Chancho kept his eyes straight ahead. How long had he felt this way about Chloe? As her bouncing brambles of hair tumbled from underneath her Irish cap, he knew the answer had been always. But his time in the wilderness, the rinche on his tail, had scarred him in ways he’d yet to discover. Pushing Chloe away was one.

She was rugged and beautiful. An adventurer who blushed at first mention of anything sensual. She anchored him and she laughed at his jokes. Most importantly, she didn’t begrudge his calling. Angelo’s piercing laughter woke him from his unabashed idolatry, and Chancho pledged an end to his flights of fancy for the remainder of the expedition.

So far Angelo had filled the entire trip with stories about the tight spots his donkeys had saved him from, obediently packing grappa into rendezvous all on their own. Chancho had caught most of a story about two of the animals being impounded. “I went down straightaway to reclaim them. ‘Yessir, they are my donkeys,’ I said, ‘but I got no idea how they could have gotten burdened with so much hooch.’” He had laughed a full minute after delivering that line.

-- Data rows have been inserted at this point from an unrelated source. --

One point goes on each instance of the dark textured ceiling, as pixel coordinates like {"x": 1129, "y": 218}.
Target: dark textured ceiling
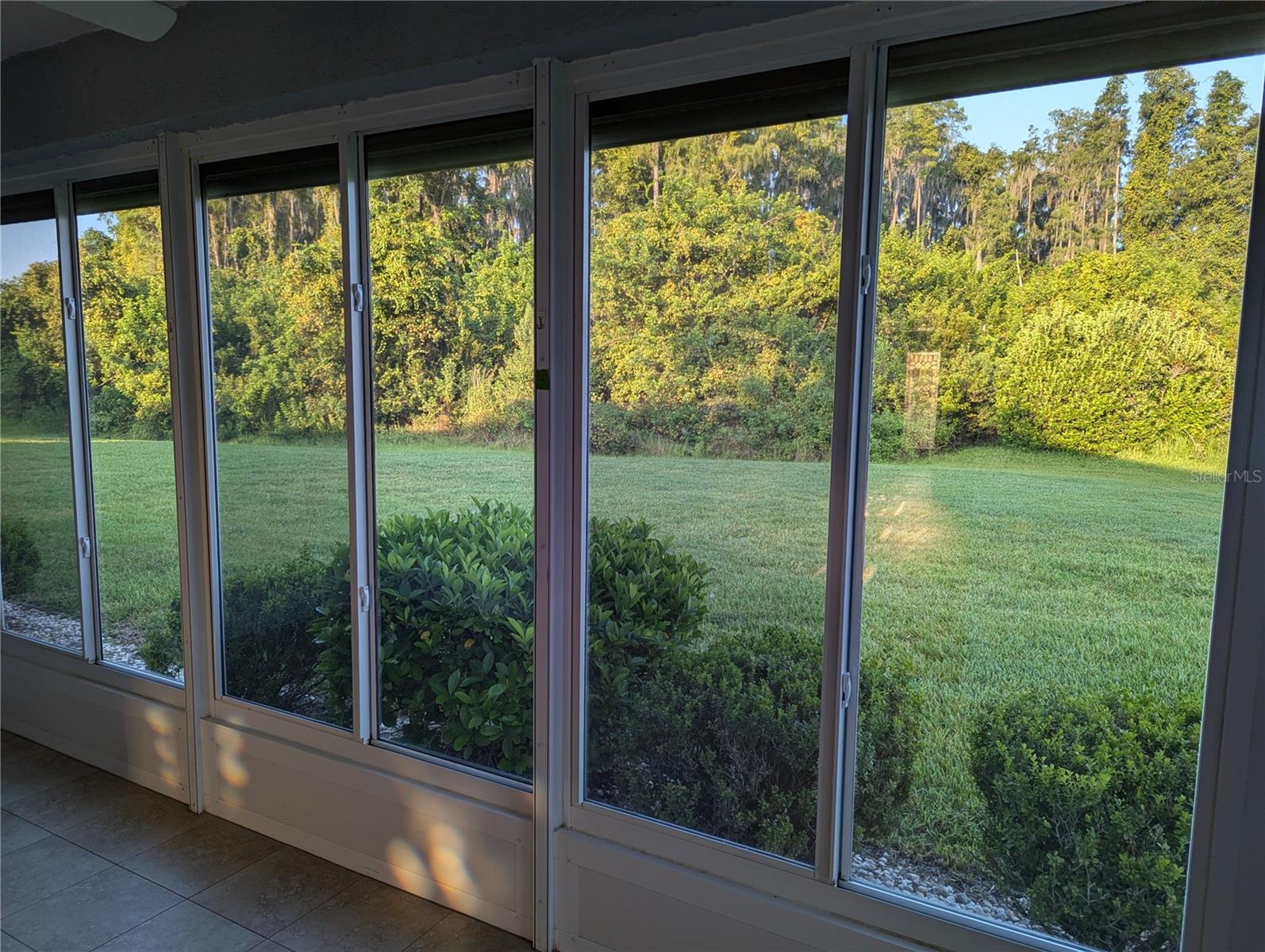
{"x": 228, "y": 62}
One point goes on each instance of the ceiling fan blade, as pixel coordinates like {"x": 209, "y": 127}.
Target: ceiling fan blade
{"x": 140, "y": 19}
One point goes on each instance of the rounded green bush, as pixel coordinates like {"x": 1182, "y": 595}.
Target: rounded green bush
{"x": 271, "y": 656}
{"x": 1088, "y": 811}
{"x": 456, "y": 628}
{"x": 19, "y": 556}
{"x": 724, "y": 739}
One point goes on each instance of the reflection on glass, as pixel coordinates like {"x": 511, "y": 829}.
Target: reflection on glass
{"x": 38, "y": 547}
{"x": 133, "y": 460}
{"x": 713, "y": 301}
{"x": 1053, "y": 373}
{"x": 452, "y": 276}
{"x": 281, "y": 451}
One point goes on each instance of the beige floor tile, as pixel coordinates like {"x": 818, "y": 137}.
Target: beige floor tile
{"x": 15, "y": 832}
{"x": 370, "y": 917}
{"x": 202, "y": 856}
{"x": 37, "y": 771}
{"x": 276, "y": 890}
{"x": 93, "y": 912}
{"x": 185, "y": 928}
{"x": 461, "y": 933}
{"x": 42, "y": 869}
{"x": 8, "y": 943}
{"x": 140, "y": 822}
{"x": 76, "y": 802}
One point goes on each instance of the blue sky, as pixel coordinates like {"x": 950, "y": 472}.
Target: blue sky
{"x": 998, "y": 118}
{"x": 1003, "y": 118}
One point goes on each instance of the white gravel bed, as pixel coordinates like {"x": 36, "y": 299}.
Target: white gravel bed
{"x": 121, "y": 647}
{"x": 43, "y": 626}
{"x": 953, "y": 890}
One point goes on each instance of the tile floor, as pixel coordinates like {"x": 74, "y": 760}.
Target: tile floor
{"x": 90, "y": 862}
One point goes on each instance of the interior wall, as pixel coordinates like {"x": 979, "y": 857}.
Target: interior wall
{"x": 232, "y": 62}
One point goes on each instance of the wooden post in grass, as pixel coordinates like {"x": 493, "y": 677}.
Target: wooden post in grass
{"x": 921, "y": 398}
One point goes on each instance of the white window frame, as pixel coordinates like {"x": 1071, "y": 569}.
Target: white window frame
{"x": 345, "y": 128}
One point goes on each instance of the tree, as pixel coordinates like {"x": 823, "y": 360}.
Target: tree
{"x": 1167, "y": 115}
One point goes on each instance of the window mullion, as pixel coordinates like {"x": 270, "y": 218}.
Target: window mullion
{"x": 76, "y": 397}
{"x": 848, "y": 458}
{"x": 194, "y": 474}
{"x": 360, "y": 436}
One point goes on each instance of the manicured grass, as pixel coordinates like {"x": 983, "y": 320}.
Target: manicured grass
{"x": 996, "y": 570}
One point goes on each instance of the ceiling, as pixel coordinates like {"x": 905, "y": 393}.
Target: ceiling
{"x": 25, "y": 25}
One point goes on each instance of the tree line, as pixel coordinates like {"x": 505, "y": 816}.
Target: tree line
{"x": 1079, "y": 291}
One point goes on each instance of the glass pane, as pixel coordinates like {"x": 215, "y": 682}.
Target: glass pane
{"x": 281, "y": 447}
{"x": 40, "y": 568}
{"x": 452, "y": 272}
{"x": 133, "y": 458}
{"x": 1058, "y": 317}
{"x": 713, "y": 302}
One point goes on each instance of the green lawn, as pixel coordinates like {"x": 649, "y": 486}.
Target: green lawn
{"x": 998, "y": 570}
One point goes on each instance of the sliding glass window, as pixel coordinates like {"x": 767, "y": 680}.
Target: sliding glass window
{"x": 274, "y": 255}
{"x": 125, "y": 305}
{"x": 38, "y": 544}
{"x": 715, "y": 255}
{"x": 451, "y": 240}
{"x": 1059, "y": 292}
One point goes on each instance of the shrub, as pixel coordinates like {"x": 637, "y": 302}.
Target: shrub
{"x": 887, "y": 743}
{"x": 270, "y": 655}
{"x": 456, "y": 602}
{"x": 610, "y": 432}
{"x": 725, "y": 740}
{"x": 455, "y": 632}
{"x": 113, "y": 413}
{"x": 887, "y": 436}
{"x": 162, "y": 647}
{"x": 1124, "y": 377}
{"x": 19, "y": 558}
{"x": 1088, "y": 812}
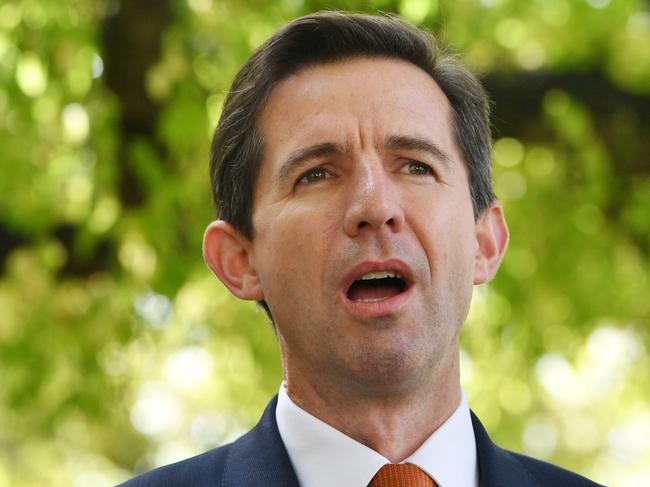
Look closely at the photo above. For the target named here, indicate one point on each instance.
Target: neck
(394, 423)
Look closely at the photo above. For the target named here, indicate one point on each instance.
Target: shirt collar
(323, 456)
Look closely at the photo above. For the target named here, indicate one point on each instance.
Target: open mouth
(376, 286)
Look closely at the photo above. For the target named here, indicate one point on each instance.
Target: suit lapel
(259, 458)
(498, 467)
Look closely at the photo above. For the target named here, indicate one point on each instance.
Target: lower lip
(377, 309)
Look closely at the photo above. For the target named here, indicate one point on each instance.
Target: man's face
(365, 238)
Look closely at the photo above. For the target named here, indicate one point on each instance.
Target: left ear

 “Now a still, they would have destroyed. A truck, they would have seized. Then again, an auto would have most likely come with a driver for them to put behind bars.” He laughed even longer. Finally, he said the police had to admit they didn’t want the responsibly of caring for a couple of filthy donkeys. They couldn’t rightly destroy the things, and there wasn’t any law against owning one. So they gave them back.

Chancho was grateful for the stories, and Angelo told them well. They distracted everyone from the carnage they’d left behind and the question mark ahead. Shifting in the tiny saddle, Chancho was also grateful he wasn’t a larger man.

Angelo held them up. “It gets a bit shifty from here. We should not be seen too close to Mingus. Those peoples will recognize me, and not recognize you. Both is not so good these days. Into the woods.” He eased the lead donkey through a patch of mud, frozen on top but soft underneath. Shortly, he reached a tiny trail heading south. Chancho hadn’t seen the opening until Angelo’s donkey wedged himself into it.

Clamoring over crumbling sandstone fractured by the roots of prickly pear cactus clinging to the hillside, the caravan slowly distanced themselves from the main travel artery. A handful of minutes later they were well ensconced in the backwoods.

After ducking the whip of an oak branch laden with mistletoe, Chancho tangibly understood one advantage of donkeys over larger animals. Sure-footed and slight, they coursed their way along clefts in the rock and down gullies and washers that horses would have had difficulty managing without scraping off their rider.

Similar to a Tennessee Walker, the animals had a smooth gait, if a rider could find it. But alas, scrub-covered hills and muddy creek beds meant the vast majority of their time was spent bouncing up and down on tiny, four-legged pistons with ill-fitting saddles.